Malesia, Sumatra: animali in fuga alla ricerca degli ultimi lembi di forestadi Massimiliano Rocco
Giorno dopo giorno, chilometro dopo chilometro, ettaro dopo ettaro la foresta in Malesia come in Indonesia, in Vietnam come in Laos, per citare solo alcuni Paesi, arretra, cede il passo, sparisce avanti all’avanzata dell’invasione delle piantagioni di acacia e palme da olio. È incredibile come lungo la costa occidentale della Malesia come al sud della stessa penisola malacca, oppure nell’est di Sumatra come al nord, la monotonia delle piantagioni stia cambiando la fisionomia del paesaggio, e non solo quella, stia impoverendo la vita, stia cancellando la diversità. In un’ora di macchina da Kuala Lampur alla costa dorata, la famosa Golden coast, l’occhio scorge ai bordi della strada e per chilometri tutt’intorno palme e solo palme da olio, filare dopo filare, piantagione dopo piantagione. Si resta sbigottiti davanti a tutto ciò e viene da chiedersi dove sia finita la verde Malesia e ancora di più dove sia oramai quella ricca biodiversità che la abitava. Tigri e leopardi, elefanti e cervi sono sempre più spinti in quei lembi di foresta che sopravvivono, in quegli habitat accerchiati da queste nuove colture. Eppure se la guardassimo da un satellite quella stessa area apparirebbe verde, ci darebbe l’idea della foresta, ma non è così: le piantagioni sono povere di vita, ambienti aridi da cui questi animali fuggono.
Negli ultimi due decenni del ventesimo secolo, più di 300 milioni di ettari di foresta tropicale (un’area più estesa dell’India), sono stati diboscati per lasciare spazio a piantagioni (tra cui soia e palma da olio), agricoltura, pascoli, estrazione mineraria o sviluppo urbano. Altri 250-300 milioni di ettari probabilmente andranno incontro allo stesso destino nei prossimi 25 anni.

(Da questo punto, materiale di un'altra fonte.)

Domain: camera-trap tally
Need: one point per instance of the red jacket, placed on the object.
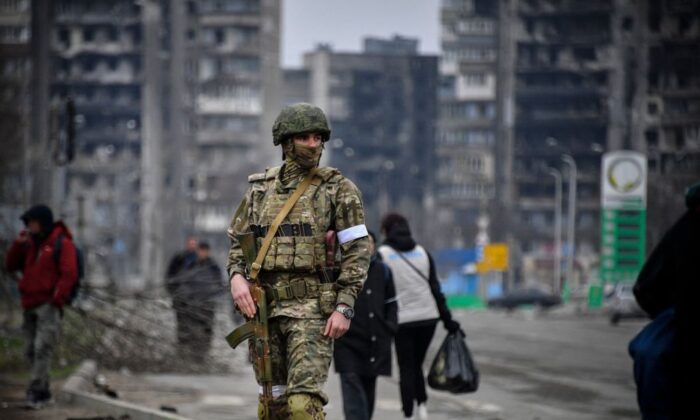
(44, 281)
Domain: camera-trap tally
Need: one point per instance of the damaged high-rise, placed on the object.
(466, 189)
(382, 105)
(582, 78)
(172, 103)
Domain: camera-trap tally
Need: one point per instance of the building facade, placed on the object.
(382, 104)
(465, 178)
(173, 106)
(15, 101)
(581, 78)
(234, 56)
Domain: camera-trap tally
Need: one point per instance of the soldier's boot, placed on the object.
(305, 407)
(278, 409)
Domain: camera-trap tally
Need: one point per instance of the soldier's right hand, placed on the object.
(240, 291)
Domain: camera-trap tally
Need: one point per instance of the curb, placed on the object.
(75, 391)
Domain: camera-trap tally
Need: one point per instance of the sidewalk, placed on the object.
(235, 397)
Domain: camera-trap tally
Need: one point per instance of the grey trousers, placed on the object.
(41, 327)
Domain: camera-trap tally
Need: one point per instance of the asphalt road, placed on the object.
(553, 366)
(533, 366)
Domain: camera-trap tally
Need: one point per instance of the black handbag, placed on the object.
(453, 368)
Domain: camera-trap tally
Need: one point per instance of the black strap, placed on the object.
(409, 263)
(286, 229)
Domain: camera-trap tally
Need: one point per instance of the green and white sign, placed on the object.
(623, 216)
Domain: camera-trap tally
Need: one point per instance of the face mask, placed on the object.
(307, 157)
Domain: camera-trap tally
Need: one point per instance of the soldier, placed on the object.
(304, 316)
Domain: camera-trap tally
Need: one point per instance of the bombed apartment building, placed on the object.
(465, 189)
(593, 76)
(169, 117)
(568, 70)
(668, 106)
(15, 78)
(382, 105)
(234, 52)
(96, 58)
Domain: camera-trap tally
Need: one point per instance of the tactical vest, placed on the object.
(299, 244)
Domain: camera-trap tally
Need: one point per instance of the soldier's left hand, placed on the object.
(336, 326)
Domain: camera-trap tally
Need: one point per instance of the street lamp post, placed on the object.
(557, 229)
(571, 227)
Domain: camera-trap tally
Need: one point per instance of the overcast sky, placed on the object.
(344, 23)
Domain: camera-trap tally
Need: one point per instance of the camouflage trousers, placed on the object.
(301, 356)
(41, 328)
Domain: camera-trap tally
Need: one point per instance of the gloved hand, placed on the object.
(452, 326)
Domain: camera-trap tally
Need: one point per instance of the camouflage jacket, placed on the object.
(332, 202)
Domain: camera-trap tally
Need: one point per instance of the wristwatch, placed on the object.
(347, 311)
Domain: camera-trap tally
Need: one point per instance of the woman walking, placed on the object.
(364, 352)
(421, 305)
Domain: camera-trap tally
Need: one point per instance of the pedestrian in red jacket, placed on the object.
(45, 287)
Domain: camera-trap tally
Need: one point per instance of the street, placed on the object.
(533, 366)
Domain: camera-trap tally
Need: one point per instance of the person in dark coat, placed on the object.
(670, 279)
(45, 287)
(180, 262)
(421, 305)
(194, 290)
(364, 352)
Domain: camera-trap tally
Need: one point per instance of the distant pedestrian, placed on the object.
(364, 352)
(45, 287)
(195, 290)
(666, 372)
(181, 261)
(421, 304)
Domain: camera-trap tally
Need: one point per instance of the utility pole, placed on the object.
(151, 148)
(177, 214)
(557, 230)
(571, 227)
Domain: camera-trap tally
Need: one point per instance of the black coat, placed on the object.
(670, 278)
(366, 348)
(199, 283)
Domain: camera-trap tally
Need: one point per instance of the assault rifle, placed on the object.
(256, 328)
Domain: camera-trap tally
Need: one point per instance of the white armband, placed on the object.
(350, 234)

I processi di deforestazione sembrano inarrestabili nel Sud-Est asiatico. La metodica distruzione delle foreste di Sumatra ne ha compromesso oltre il 50%. Con l’aggravante che spesso il taglio avviene in maniera illegale: in alcune regioni dell’Asia sudorientale si stima che circa l’80% del totale degli alberi venga tagliato illegalmente.
Intervenire non solo è necessario ma doveroso ed è questo che WWF e Greenpeace – assieme ad un cartello di più di altre 40 associazioni ambientaliste – chiedono al mercato europeo, ai diversi operatori del settore. L’Italia è infatti uno degli attori principali, ma a fronte di responsabilità immense nelle importazioni e nel consumo di prodotti forestali provenienti da diverse aree del mondo poco viene realmente fatto. Manca totalmente una strategia di cooperazione con questi Paesi terzi al fine di promuovere la certificazione della gestione delle foreste nei Paesi d’origine e la sostenibilità del loro utilizzo.